First, we launched the No Name Saleyard Quality Manual proforma which is now available to all currently non-Accredited Members to assist them to develop their QA Manual, a pre-requisite to Accreditation; whether that be full Accreditation, which we encourage, or to Certificate Two level, which provides all Members a framework to practically operate QA within their facility. 

Frankly, a saleyard that cannot achieve Certificate Two level Accreditation will increasingly find itself outside the practical involvement of saleyard selling/exchange of ownership.

Coupled with this is the Gazettal of the NSQA program with Approved Compliance status within the terms of the Victorian Livestock Management Act. This provides saleyards in Victoria with a significant benefit and recognition within the provisions of the Australian Animal Welfare Standards and Guidelines-Land Transport of Livestock. NSQA Accredited Victorian saleyards will no longer be subject to DEIP inspections (and likely fees), the DEIP relying on the annual third-party audit reports provided by AUSMEAT as their assurance animal welfare requirements are being met. Of course Accreditation covers a lot more than animal welfare – issues like food safety, livestock identification and traceability and occupational health

Early in the year a document “SAFEMEAT Initiatives Review” was released. Prepared initially by a consultant, completed by a Review Committee, the document was not only inaccurate in content but harsh on the saleyard industry and quality assurance compliance showing a total lack of understanding of what the saleyard sector has done to implement industry programs and establish standards, without any consultation with at least NSQA, if not the whole saleyard sector.

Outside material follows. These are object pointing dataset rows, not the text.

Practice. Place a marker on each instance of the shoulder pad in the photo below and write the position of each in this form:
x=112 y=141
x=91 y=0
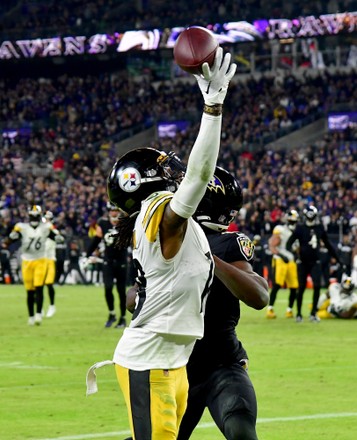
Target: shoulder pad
x=246 y=246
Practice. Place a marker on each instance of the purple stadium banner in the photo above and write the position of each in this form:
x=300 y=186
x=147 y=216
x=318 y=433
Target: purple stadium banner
x=342 y=121
x=154 y=39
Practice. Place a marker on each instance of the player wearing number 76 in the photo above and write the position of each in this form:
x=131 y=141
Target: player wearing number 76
x=33 y=236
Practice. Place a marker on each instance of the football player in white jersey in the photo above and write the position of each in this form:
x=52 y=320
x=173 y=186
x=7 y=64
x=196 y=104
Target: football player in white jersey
x=340 y=300
x=173 y=259
x=284 y=265
x=51 y=268
x=33 y=236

I am pleased to acknowledge that our concerns were accepted and a further full review of the SAFEMEAT Initiatives Review was undertaken with the draft of the final report now in circulation. It is a sharp contrast to the original document and I feel confident that with further consultation that is occurring, not only the NSQA program will be held in good stead but the willingness of saleyards to meet all aspects of industry requirements will be acknowledged.

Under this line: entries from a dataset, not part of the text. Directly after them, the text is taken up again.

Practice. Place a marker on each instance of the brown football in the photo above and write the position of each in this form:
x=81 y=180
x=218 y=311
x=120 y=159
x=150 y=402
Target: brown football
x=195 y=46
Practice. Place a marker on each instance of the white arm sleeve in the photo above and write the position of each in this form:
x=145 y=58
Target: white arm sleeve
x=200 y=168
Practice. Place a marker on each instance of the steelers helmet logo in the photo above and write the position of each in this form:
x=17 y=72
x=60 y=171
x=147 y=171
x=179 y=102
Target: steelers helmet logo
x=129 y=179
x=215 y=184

It will now be important that the further review of SAFEMEAT provides a full consultative process for NSQA and saleyards in general.

Your Committee also noted with interest the announcement at the ALRTA Conference by the then Minister for Transport and Infrastructure of Commonwealth funding for the development of a National Livestock Loading Ramp Design Standard. Again, there has been no consultation with the saleyard sector of industry.

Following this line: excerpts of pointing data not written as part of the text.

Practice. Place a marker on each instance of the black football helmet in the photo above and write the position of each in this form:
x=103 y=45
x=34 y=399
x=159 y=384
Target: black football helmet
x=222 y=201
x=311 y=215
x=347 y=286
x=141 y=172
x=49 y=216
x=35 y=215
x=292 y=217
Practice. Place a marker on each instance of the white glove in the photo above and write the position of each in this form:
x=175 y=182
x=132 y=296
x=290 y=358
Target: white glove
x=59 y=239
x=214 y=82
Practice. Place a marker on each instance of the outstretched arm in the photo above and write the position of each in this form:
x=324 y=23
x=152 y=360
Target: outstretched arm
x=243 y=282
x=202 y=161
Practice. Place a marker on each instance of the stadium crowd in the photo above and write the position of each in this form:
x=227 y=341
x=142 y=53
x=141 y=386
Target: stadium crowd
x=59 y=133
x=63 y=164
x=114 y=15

We shall continue to monitor this issue as we believe that such a standard fits within the NSQA program.

One pleasing event over recent months has been a number of enquiries from saleyards to join NSQA.  While we have lost some Members due to saleyard closures, we have had a new Member this year in Corowa which is proceeding to develop its QA Manual with the aim of Accreditation.

The importance of quality assurance in the market change is being recognised, particularly through the younger generation of industry personnel who are increasingly understanding of the involvement of quality assurance and best practice within the whole industry. I reflect back to the beginnings of NSQA with the recognition then that if saleyards are to maintain their rightful place in the exchange of ownership of livestock, provide producers with their best returns, then it is essential QA is fully involved.  The NSQA program provides that tool.

I would also like to congratulate Accredited Members for maintaining a high level of compliance. Unfortunately, in the past 18 months there has been one case of a Critical Non Compliance resulting in an Accreditation being cancelled.

I would like to take this opportunity to thank the Committee for not only their support during the year but their contribution to the affairs of NSQA.  I mentioned in my report last year that David Pollock, who had been a Director, Secretary/

Executive Officer of NSQA since the beginning of NSQA, was retiring last 30 October. He did but the Committee re-appointed him as Executive Officer in mid-January to take advantage of his experience in the industry and I thank him for his continued work in maintaining the interests of NSQA.

I would also like to thank Derek Mayall as the Ausmeat NSQA Program Manager and his team at Ausmeat for their contribution to NSQA.

The overall finances of the association remain stable. The Membership fee was increased in line with CPI.

I conclude by again saying to all Members – if you have made the effort to attain NSQA Accreditation, keep working to maintain the National Standards. To the others, I repeat the words, time for contemplating is over. Move forward and make a real effort during the year ahead.